Starting the day with a serving of millet porridge with pumpkin in water or milk is an excellent solution if you want to add variety to a boring diet. This dish can also be enjoyed for dinner to avoid heaviness in the stomach.

Total cooking time is 20-50 minutes depending on the recipe.

Classic recipe for millet porridge with pumpkin

Millet on water is a dietary option. To prevent the porridge from seeming bland, pumpkin is added to it.

Ingredients:

  • 200 gr. millet;
  • 0.5 kg pumpkin;
  • 0.5 l of water;
  • a pinch of salt;
  • butter - butter or sunflower.

Preparation:

  1. Peel the pumpkin, remove the seeds and cut the vegetable into medium cubes.
  2. Pour in the required amount of water - bring the pumpkin to a boil.
  3. Rinse the cereal thoroughly - it’s even better to leave it in cold water for 20-30 minutes.
  4. Pour the millet into the boiling pumpkin. Stir the porridge.
  5. Add some salt.
  6. The porridge in the pan should thicken a little. This usually requires about 20 minutes of cooking.
  7. Prepare a fireproof dish and pour the porridge and pumpkin into it. Place in the oven for half an hour.
  8. Before serving, add a piece of butter or a little vegetable oil.

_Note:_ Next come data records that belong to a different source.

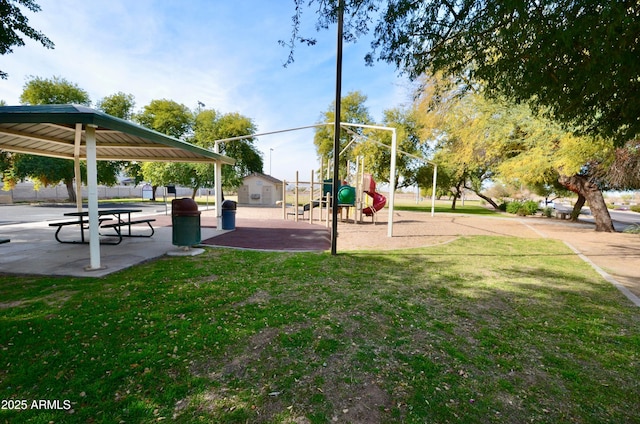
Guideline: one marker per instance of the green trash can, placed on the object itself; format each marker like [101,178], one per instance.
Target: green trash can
[229,214]
[185,219]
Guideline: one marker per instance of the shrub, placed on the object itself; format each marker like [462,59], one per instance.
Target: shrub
[513,207]
[530,207]
[522,208]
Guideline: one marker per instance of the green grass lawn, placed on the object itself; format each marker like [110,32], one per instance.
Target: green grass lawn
[481,330]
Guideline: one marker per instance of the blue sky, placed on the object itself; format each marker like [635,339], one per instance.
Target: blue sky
[224,54]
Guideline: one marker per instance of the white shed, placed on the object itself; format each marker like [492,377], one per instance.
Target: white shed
[260,189]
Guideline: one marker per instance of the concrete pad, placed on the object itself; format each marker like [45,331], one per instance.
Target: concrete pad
[33,250]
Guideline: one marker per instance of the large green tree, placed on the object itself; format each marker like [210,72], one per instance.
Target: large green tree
[373,145]
[175,120]
[578,60]
[14,25]
[49,171]
[121,106]
[480,138]
[353,110]
[211,126]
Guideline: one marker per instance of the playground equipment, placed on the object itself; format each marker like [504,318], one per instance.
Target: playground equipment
[355,195]
[379,201]
[392,174]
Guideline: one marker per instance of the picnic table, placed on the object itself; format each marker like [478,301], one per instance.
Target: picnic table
[121,216]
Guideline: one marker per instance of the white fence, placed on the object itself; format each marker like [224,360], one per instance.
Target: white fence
[24,192]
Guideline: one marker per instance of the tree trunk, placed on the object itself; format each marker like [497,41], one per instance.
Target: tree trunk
[486,199]
[577,207]
[71,190]
[593,195]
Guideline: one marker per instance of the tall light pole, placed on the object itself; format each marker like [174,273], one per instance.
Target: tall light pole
[336,133]
[270,150]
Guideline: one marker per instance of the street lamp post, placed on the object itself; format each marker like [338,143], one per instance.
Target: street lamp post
[270,150]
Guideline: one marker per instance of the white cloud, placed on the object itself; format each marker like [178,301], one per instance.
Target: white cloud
[224,54]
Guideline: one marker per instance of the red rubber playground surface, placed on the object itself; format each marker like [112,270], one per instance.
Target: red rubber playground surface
[266,234]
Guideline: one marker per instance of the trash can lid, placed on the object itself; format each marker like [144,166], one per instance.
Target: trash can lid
[229,205]
[184,207]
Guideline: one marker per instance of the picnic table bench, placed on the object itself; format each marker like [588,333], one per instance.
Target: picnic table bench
[84,225]
[122,219]
[118,227]
[562,212]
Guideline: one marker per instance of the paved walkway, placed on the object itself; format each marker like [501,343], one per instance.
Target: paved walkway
[33,249]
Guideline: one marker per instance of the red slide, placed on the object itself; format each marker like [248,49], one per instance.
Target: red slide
[378,203]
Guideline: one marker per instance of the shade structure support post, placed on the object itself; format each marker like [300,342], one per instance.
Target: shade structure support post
[76,166]
[392,181]
[433,190]
[336,131]
[217,170]
[92,198]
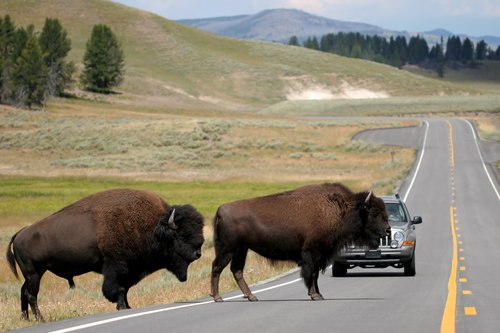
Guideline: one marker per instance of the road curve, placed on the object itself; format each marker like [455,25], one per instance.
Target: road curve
[450,188]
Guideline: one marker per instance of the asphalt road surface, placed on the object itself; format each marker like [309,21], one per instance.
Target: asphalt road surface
[457,263]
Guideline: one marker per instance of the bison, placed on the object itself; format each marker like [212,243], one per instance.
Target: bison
[124,234]
[307,225]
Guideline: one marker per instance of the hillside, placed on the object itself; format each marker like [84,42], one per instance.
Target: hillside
[178,67]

Millet porridge with pumpkin in milk

Milk porridge turns out to be more nutritious, and the delicate taste of pumpkin is in harmony with the taste of milk.

Ingredients:

  • 200 gr. millet;
  • 0.5 kg pumpkin;
  • 0.5 l of milk;
  • salt - to taste;
  • vegetable oil or butter.

Preparation:

  1. Peel the pumpkin from skin and seeds. Cut into small pieces.
  2. Place the milk on the stove. Without waiting for it to boil, add pumpkin to it.
  3. After boiling, pour the millet into the milk. Add salt.
  4. Cook for 20 minutes.

Millet porridge with pumpkin and cinnamon

If you add a little spice while cooking pumpkin, you will get a real delicacy with a caramel taste. If desired, the milk in the recipe can be replaced with water.

Ingredients:

  • 300 gr. pumpkins;
  • 300 ml milk;
  • ½ cup millet;
  • 200 ml water;
  • ½ teaspoon cinnamon powder;
  • 1 tbsp sugar;
  • salt - to taste;
  • 20 gr. butter.

Preparation:

  1. Prepare the pumpkin - cut off the skin and remove the seeds. Cut it into small pieces.
  2. Melt the butter in a saucepan and pour the pumpkin into it.
  3. While the vegetable is fried until golden brown - this will take 5 minutes, add salt, cinnamon and sugar.
  4. Then pour in the milk and simmer over medium heat for 12-15 minutes.
  5. While the pumpkin is cooking, rinse the millet and then add it to the pumpkin.
  6. Cook the porridge for 40 minutes.

Millet porridge with pumpkin in a slow cooker

Using a multicooker, you can also prepare excellent porridge with the addition of a multivitamin vegetable. Preparation:

  1. Soak dried fruits in water for half an hour.
  2. Peel the pumpkin and cut into pieces.
  3. Grease the multi-cooker cup generously with a piece of butter.
  4. Pour the cereal and pumpkin into it.
  5. Add squeezed dried fruits - it is better to cut the dried apricots into small pieces.
  6. Pour in water and also add milk. Add salt.
  7. Select the “Milk porridge” function in the multicooker and wait for it to be ready.

If desired, millet porridge with pumpkin can be prepared not only with dried fruits, but also with nuts. Hazelnuts are ideal for this - a small handful of chopped hazelnuts will add flavor to any recipe.